This interview by H.L. Hix is one of a series, many of which will be collected in Alter Nation: America in Recent Poetry, Recent Poetry in America, from Ugly Duckling Presse (fall 2012). Hix loves the interview form as a way of thinking together (itself a condition of democracy, justice, philosophy, and other ideals and practices he values), and as one element in a community poetics. The subject of this interview is Sina Queyras’s Teethmarks (Nightwood Editions, 2004).
H. L. Hix: At least in the book’s second section, the centrality of Cindy Sherman (especially combined with the Berger references) suggests something I suspect is also true of the other sections also, namely that women’s experience—as contrasted to men’s experience and distinct from what human experience may be shared across gender—is a focal concern. I take it as among the various implications of Sherman’s work that one such gender-specific aspect of experience is im-personation—our ways of creating/receiving our identities and inhabiting them. Am I right to hear the same implication in this sequence of poems?
Sina Queyras: Yes, identities are of concern to me, not only gendered identities, but identities, and perhaps more so the awareness or extent to which we are conscious of the activity of creating identities. Most of us seem quite at the mercy of ourselves, we plead ignorance; we are passive, we cling to passivity as if it wasn’t a choice. Creation and consciousness in general is a concern in all of my work.
HH: If I may continue to frame things in terms of assumption of identity, is it fair to see the lines “how // many will die today so that we / can be hot and bored” (16) as an explicit statement of a concern implicit throughout the book, that “we” (in the poem a specific couple but in the book broadly we humans) assume our identities at the expense of others? Or is that putting too much (or the wrong) weight on those lines?
SQ: No, I don’t think that’s putting too much weight on those lines. At the risk of suffering what Teilhard de Chardin termed compassion fatigue, I prefer to factor in the full costs of decisions we humans make. We are having a tough time at the moment, globally, but it seems to me that this is a backlash that arose from so many years of refusing to acknowledge the cost of our actions, politically, socially, economically, and creatively. I understand that we have to make decisions that are harmful, and I can make tough decisions, but I am largely offended by the lack of connection between the choices we make daily and the world that those choices end up creating. Again, choices. Creation. It’s a matter of consciousness.
HH: I want to take the title poem as suggesting that our alter egos are not alter at all, but that my self is as much constructed of my substitute selves as it is distinguished from them. Again, in doing so am I in touch with the poem?

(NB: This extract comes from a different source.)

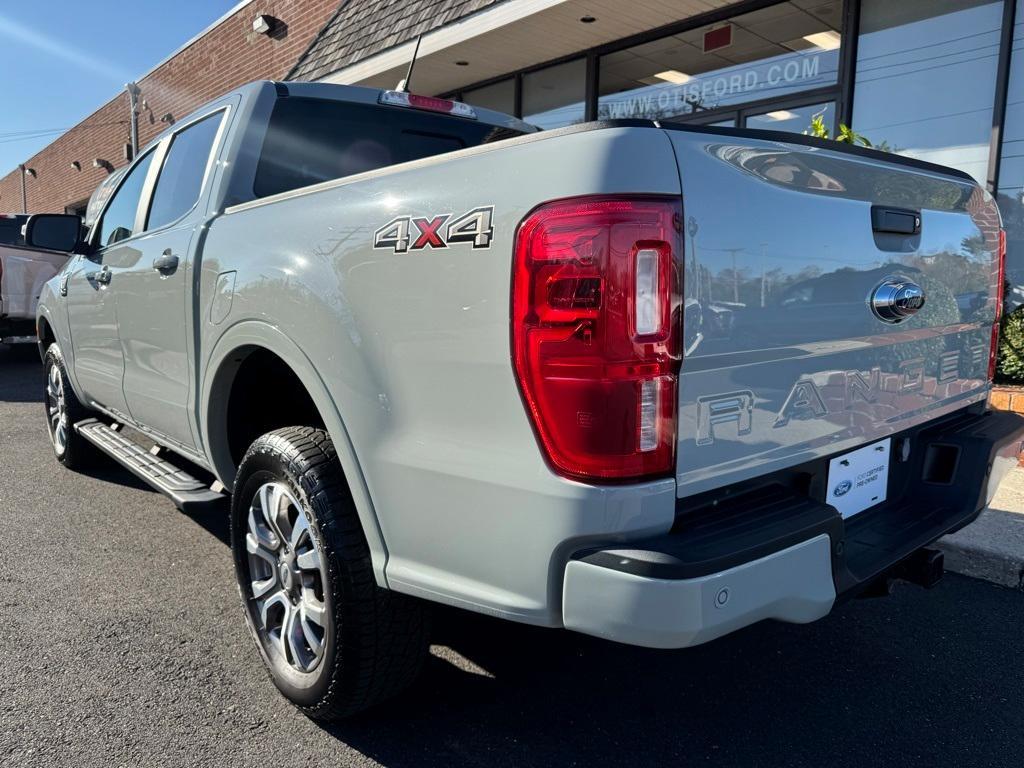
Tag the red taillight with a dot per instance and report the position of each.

SQ: “Teeth Marks,” the title poem in the collection, recounts a moment of revelation and identification between two young girls. It’s that moment when the activity of projecting one’s identify onto objects becomes palpable. It’s a moment of consciousness and I am fascinated by the ways in which humans behave in these moments. So much of the time we simply stuff these bits back into some formal shape, tear off the uncomfortable details, or simply pretend we don’t see, or hear. So yes, it can be read as suggesting that our alter egos are not so alter after all, or again, as an opportunity to see into the multiplicity and constructedness of self. Even of childhood.
Sina Queyras is the author most recently of Autobiography of Childhood (Coach House 2011). Her collection of poetry, Expressway (Coach House 2009), was nominated for a Governor General’s Award. Lemon Hound (Coach House 2006) won a Lambda Award and the Pat Lowther Award. Her poetry, fiction and nonfiction have appeared in journals internationally, including The London Review, Poetry, Fence, Geist and Siecle 21. In 2005 she edited Open Field: 30 Contemporary Canadian Poets, for Persea Books. She has taught creative writing at Rutgers, Haverford and Concordia University in Montreal, where she currently resides.